3 Responses to “Is Aid Really a Bust? (D Balke)”

  1. Page 28 December 31, 2012 at 10:55 pm #

    What you say is fine and dandy as long as you don’t start start raising too much questions on efficiency. There’s a reason we don’t (or can’t)– after all, how do you compare the value of your development $ to human improvement? It’s hard to say how much is worth it and who should get it with any objectivity. In that sense, even if indeed there’s a lot of case to be had with things, a human life is worth a darn lot (I say), and that (or even smaller changes) can’t be belittled.

    What you’re friend is saying though in that ““aid”, as we commonly perceive it in the West, is a bust” though I think is sadly pretty dern true. Granted I wouldn’t take bust to mean a failure or without any merit, but just it doesn’t work like we’d hope it would. I’m not doing the PeaceCorp (something similar) and haven’t seen things exactly how she did, but I have seem just how much money and time it takes to get a darn silly small thing done in an underdeveloped area. Could that aid money go somewhere and get more done? I wouldn’t be surprised. Does that mean it shouldn’t at all be given though? Well I think that depends on your ethics system, but I’d say no.

    But most of what we see in pretty pictures of hope in the civilized world can take some big spending and doesn’t quite translate into real change. It’s sticky, tricky, and needs some darn careful though to work.

    So perhaps all sides are right here hah.

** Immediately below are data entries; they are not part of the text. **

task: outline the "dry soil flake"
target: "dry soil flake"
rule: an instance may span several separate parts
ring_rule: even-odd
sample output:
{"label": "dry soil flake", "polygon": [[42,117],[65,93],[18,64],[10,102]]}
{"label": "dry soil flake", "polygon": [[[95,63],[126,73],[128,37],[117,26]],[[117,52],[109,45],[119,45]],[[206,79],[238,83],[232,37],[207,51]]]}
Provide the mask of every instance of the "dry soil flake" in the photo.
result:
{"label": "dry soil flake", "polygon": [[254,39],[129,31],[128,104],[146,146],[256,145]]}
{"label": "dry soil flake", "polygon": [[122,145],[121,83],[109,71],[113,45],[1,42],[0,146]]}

    • balkebros January 1, 2013 at 5:47 pm #

      I would say, I happen to agree with Daniel’s assessment, that aid as it currently is given out, does distort development, in that much of it is given as military aid or, in the not-too-distant past, has been given to regimes unfriendly to its populace but friendly to us. What can be done is a return to the way aid should be given, in a way that starts from the bottom up and supports the kind of development that created the developed countries we have today. Much “aid” from donor countries is often linked with IMF loans, as seen recently with Egypt, which entails conditionality, or severe cutbacks on the social safety net. Not that Egypt did not need to reform its economy, but in many cases the reforms that the West extracts do not serve development, but serve to weaken the state. No developed country rose to its position on laissez-faire alone, a strong developmental state boosted all economic growth with investment and experimentation, and aid needs to reflect that by allowing for state intervention in many recipient nations.
      So you’re right, there might be some waste, but it is worth it if it protects human life. But there has to be a way to craft aid so that it not only protect human life, but promotes political and economic development to actually make a difference for the betterment of the recipient nation. Maybe I’m an optimist, but I believe it’s possible.

      • Page 28 January 1, 2013 at 6:13 pm #

        “So you’re right, there might be some waste, but it is worth it if it protects human life.” That statement I think was more the crux of what I was getting at. That, all in all, an ethical response is that it’s definitely worth it if this is the assumed ethic. But if you tack on where the aid money is being spent (perhaps considered by the efficiency and other factors of its buying power), it gets damn sticky, and that’s when I think someone could make the argument that aid is a bust. Not that I’m saying this to really disagree with you at all; I’m likely just droning on of things that have swashed in my own mind of late.